Restoration to the register in Scotland
Company Management and Administration February 15th, 2008
The Registrar cannot restore a company to the register without a Court Order. When the Registrar receives an office copy of the Court Order for restoration, a company is regarded as having continued in existence as if it had not been struck off and dissolved.
1. Who can apply to have a company restored to the register?
For companies struck off following a Form 652a application: any of the parties who must be notified of the application can apply to the Court within 20 years of dissolution for the name of the dissolved company to be restored to the register. The Court may order restoration under section 653 of the Companies Act 1985 if it is satisfied that:
- the person was not given a copy of the company’s application;
- the company’s application involved a breach of the conditions of the application; or
- for some other reason it is just to do so.
The Secretary of State may also apply to the Court for restoration if this is justified in the public interest.
For companies struck off at the instigation of the Registrar: the company, or a member or creditor of it, can apply to the Court for restoration within 20 years of the dissolution. When a company applies for its own restoration, a member of the company must also be an applicant to give any necessary undertakings to the Court.
Where a company is dissolved: the liquidator or any other interested party such as a creditor can apply to the Court for the dissolution to be declared void. In most cases an application must be made within two years of dissolution, but it can be made at any time if its purpose is to bring proceedings against a company for:
- damages for personal injuries including any sum under Section 1(2)(c) of the Law Reform (Miscellaneous Provisions) Act 1934 (funeral expenses); or
- damages under the Fatal Accidents Act 1976 or the Damages (Scotland) Act 1976.
2. Where do I apply for a Court Order for restoration?
You apply to the court with jurisdiction to wind up the company. In all cases, this is the Court of Session. Alternatively, for a company whose paid-up capital does not exceed £120,000, you can apply to the Sheriff Court in the sheriffdom in which the company has its registered office.
3. How do I serve documents?
The petition should be served on:
The Lord Advocate
Crown Office
25 Chambers Street
Edinburgh EH1 1LA
DX ED310
and:
The Registrar of Companies
Companies House
37 Castle Terrace
Edinburgh EH1 2EB
DX: ED235 Edinburgh 1
LP – 4 Edinburgh 2
The Registrar will accept delivery by post (recorded delivery is recommended) or by hand at Companies House Edinburgh during normal office hours.
An agent may represent the Registrar of Companies and/or the Lord Advocate at the hearing.
4. What evidence must I give?
The Court will require evidence covering:
- service of the petition on the Registrar of Companies and the Lord Advocate.
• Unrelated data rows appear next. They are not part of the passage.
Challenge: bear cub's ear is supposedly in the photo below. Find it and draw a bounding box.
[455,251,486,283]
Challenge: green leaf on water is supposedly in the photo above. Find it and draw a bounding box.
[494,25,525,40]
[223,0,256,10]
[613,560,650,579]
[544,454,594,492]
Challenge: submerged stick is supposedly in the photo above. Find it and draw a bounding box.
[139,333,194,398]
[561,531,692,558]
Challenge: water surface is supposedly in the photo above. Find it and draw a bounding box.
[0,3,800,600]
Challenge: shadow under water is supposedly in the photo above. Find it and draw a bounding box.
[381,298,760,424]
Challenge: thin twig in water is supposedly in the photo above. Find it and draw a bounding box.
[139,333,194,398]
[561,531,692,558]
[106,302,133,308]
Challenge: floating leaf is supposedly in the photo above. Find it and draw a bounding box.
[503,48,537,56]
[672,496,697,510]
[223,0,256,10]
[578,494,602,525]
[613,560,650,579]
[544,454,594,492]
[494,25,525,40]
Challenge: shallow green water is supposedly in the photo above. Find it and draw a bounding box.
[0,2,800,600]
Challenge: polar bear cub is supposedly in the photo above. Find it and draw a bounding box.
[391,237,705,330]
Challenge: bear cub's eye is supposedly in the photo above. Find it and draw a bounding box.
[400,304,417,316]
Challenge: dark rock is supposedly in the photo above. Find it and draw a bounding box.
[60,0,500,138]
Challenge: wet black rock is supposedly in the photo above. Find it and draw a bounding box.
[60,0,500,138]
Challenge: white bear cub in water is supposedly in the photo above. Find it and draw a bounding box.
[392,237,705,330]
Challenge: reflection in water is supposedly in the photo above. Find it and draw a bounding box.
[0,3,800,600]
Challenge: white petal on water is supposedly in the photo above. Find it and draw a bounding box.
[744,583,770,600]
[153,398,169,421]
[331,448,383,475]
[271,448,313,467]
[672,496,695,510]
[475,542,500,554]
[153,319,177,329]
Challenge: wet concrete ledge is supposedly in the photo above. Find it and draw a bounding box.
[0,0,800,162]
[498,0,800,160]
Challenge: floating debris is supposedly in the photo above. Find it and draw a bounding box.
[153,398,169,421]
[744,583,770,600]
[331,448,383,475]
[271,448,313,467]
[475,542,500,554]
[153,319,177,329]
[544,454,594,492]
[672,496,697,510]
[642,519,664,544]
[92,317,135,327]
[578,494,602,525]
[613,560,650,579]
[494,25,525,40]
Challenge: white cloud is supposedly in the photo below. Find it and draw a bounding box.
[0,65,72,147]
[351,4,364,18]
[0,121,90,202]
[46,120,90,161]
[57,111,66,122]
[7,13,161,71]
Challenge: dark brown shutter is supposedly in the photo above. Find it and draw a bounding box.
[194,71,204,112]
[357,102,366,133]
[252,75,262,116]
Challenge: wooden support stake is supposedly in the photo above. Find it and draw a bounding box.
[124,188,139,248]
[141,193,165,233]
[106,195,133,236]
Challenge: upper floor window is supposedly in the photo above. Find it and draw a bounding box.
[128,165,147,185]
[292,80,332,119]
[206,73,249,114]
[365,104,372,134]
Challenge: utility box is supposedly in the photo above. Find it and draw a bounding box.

The Court will usually require background information on the company. This can be provided in the petition (its form is prescribed in the rules of court) and may include:
- when the company was incorporated and the nature of its objects (a copy of the certificate of incorporation and the memorandum and articles of association should be attached);
- its membership and officers;
- its trading activity and, if applicable, when it stopped trading;
- an explanation of any failure to deliver accounts, annual returns or notices to the Registrar of Companies;
- details of the striking-off and dissolution;
- comments on the company’s solvency;
- any other information that explains the reason for the application.
The Registrar will provide information to assist in an application to the Court. Before the Court hearing, the Registrar will normally ask for:
- delivery of any statutory documents to bring the company’s public file up to date.
- the correction of any irregularities in the company’s structure.
5. Are there costs or penalties?
Yes. The applicant (s) may be expected to meet the costs of the Registrar in relation to the restoration. The company may also be required to meet the Registrar’s expenses and must normally pay any statutory penalties for late filing of accounts delivered to the Registrar outside the period allowed by the Companies Act 1985. The penalties that may be due are:
- unpaid penalties outstanding on accounts delivered late before the company was dissolved; and
- penalties due for accounts delivered on restoration, if the accounts were overdue at the date the company was dissolved.
The level of any late filing penalty depends on how late the accounts are when the Registrar receives them, as shown in the table below. In the case of accounts delivered on restoration, the period during which the company was dissolved is normally disregarded. For example, a set of accounts that should have been delivered 2 months before a private company was dissolved are normally regarded as 2 months late if they are delivered on restoration - the late filing penalty is still £100.